You’re invited
Published 6:00 am Wednesday, December 13, 2006
Auburn is dressed for company, ready to welcome all its owners to a Christmas open house Sunday, 2 to 4 p.m.
The historic 1812 mansion was a gift to the City of Natchez almost 100 years ago, along with 220 acres of land around it now known as Duncan Park.
The 16 members of the Auburn Garden Club maintain the house and the grounds immediately around it.
“We were sitting around talking about how pretty the house looks with Christmas decorations,” said club member Donna Martello.
“This is a city-owned property. We decided we ought to invite city people to come see it.”
Dottie McGehee, president of the club, said she hopes the open house at Christmastime becomes an annual tradition.
Club members work hard but have a good time keeping the house and especially have fun decorating for Christmas, McGehee said.
“We want the people of Natchez to understand what we do,” she said. “Natchez residents always are welcome to come through the house free of charge. It’s always free to them.”
Greenery and holiday baubles adorn the mantelpieces, and the famous spiral staircase features luxurious garlands from the first to second floors.
Centerpieces on tables and decorated trees accentuate the season, as well.
Lyman Harding hired Levi Weeks to build Auburn for him. It would be significant in design, one of the first brick houses in the Deep South to employ the two-story columned portico on the front.
Stephen Duncan was the second owner of Auburn. He enlarged the house, adding wings on each side.
Descendants of Duncan lived in the mansion for a few years after his death in 1867 but increasingly the house was left vacant, said William D. McGehee, who compiled a history of Auburn published earlier this year.
“Once the setting of gala recitals and socials, Auburn sat silent and unused for almost 40 years,” McGehee says in the history.
City officials learned in 1910 that Duncan descendants wanted to donate the house and property to the city “for the use and benefit of the public,” the transfer document said.
The new park was to include a golf course. The old house was to remain simply an old house.
“They decided that an empty building would be simpler to deal with than a furnished one, so they sold the contents, including window treatments and chandeliers, at public auction,” William McGehee says in the history.
“Some of the items were purchased by local residents, others scattered to the four winds. Few would ever return to Auburn.”
Some original items have returned, however. During the 1930s, a coalition of Natchez club women known as the Natchez Cooperative Club gained permission to hold their meetings at Auburn and to work with city officials to restore and furnish the house.

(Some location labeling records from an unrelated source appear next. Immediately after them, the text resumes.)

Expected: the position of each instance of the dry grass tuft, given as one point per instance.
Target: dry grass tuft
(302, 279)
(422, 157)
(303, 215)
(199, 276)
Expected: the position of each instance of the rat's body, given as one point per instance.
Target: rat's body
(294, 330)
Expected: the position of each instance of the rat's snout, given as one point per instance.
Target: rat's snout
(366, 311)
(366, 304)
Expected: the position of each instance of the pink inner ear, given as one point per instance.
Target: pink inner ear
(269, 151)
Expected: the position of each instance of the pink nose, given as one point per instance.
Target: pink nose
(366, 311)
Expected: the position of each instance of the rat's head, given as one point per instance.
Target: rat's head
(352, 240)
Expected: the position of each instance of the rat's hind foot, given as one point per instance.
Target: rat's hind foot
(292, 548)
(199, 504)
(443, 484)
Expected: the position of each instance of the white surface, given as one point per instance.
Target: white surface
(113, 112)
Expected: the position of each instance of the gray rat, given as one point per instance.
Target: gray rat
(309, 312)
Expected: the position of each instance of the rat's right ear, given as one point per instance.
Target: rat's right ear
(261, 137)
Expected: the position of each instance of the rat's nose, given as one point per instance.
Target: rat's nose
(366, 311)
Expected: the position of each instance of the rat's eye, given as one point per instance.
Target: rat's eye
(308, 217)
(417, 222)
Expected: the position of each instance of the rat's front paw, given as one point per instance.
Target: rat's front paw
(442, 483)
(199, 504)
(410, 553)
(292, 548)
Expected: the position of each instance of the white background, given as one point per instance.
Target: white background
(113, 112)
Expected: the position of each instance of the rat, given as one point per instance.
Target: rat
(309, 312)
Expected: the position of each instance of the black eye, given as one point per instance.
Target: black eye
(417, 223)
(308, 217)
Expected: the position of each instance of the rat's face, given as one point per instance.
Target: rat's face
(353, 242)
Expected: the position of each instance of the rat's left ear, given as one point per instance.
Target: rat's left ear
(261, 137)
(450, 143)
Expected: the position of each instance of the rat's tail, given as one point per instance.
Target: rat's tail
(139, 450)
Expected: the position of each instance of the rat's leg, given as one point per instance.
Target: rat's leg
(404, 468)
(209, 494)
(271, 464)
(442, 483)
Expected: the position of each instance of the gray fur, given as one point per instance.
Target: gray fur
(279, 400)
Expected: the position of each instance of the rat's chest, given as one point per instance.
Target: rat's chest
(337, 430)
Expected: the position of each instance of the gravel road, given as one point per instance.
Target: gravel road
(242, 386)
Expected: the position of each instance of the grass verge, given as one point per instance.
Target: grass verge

Other organizations during the next 50 years would continue, often struggling, to restore and preserve the house.
The Auburn Garden Club, organized at Town and Country Garden Club, took its new name in 1988. Then and now, the volunteers refer to their membership as “the working club.”
They are dedicated to the task, Dottie McGehee said. And they keep a long wish list for future projects.
In the music room on the second floor, a large window is buried beneath boards put across it to create wall space. “We would love to get that window back,” she said. “We believe it is intact behind this board.”
Scraping and painting the hall upstairs is another dream the club members have for the future.
“And if someone has a harp in the attic, we have just the place for it right there,” she said, pointing to a corner in the music room.
The open house will include refreshments. “We’ll bake lots of cookies this week,” McGehee said.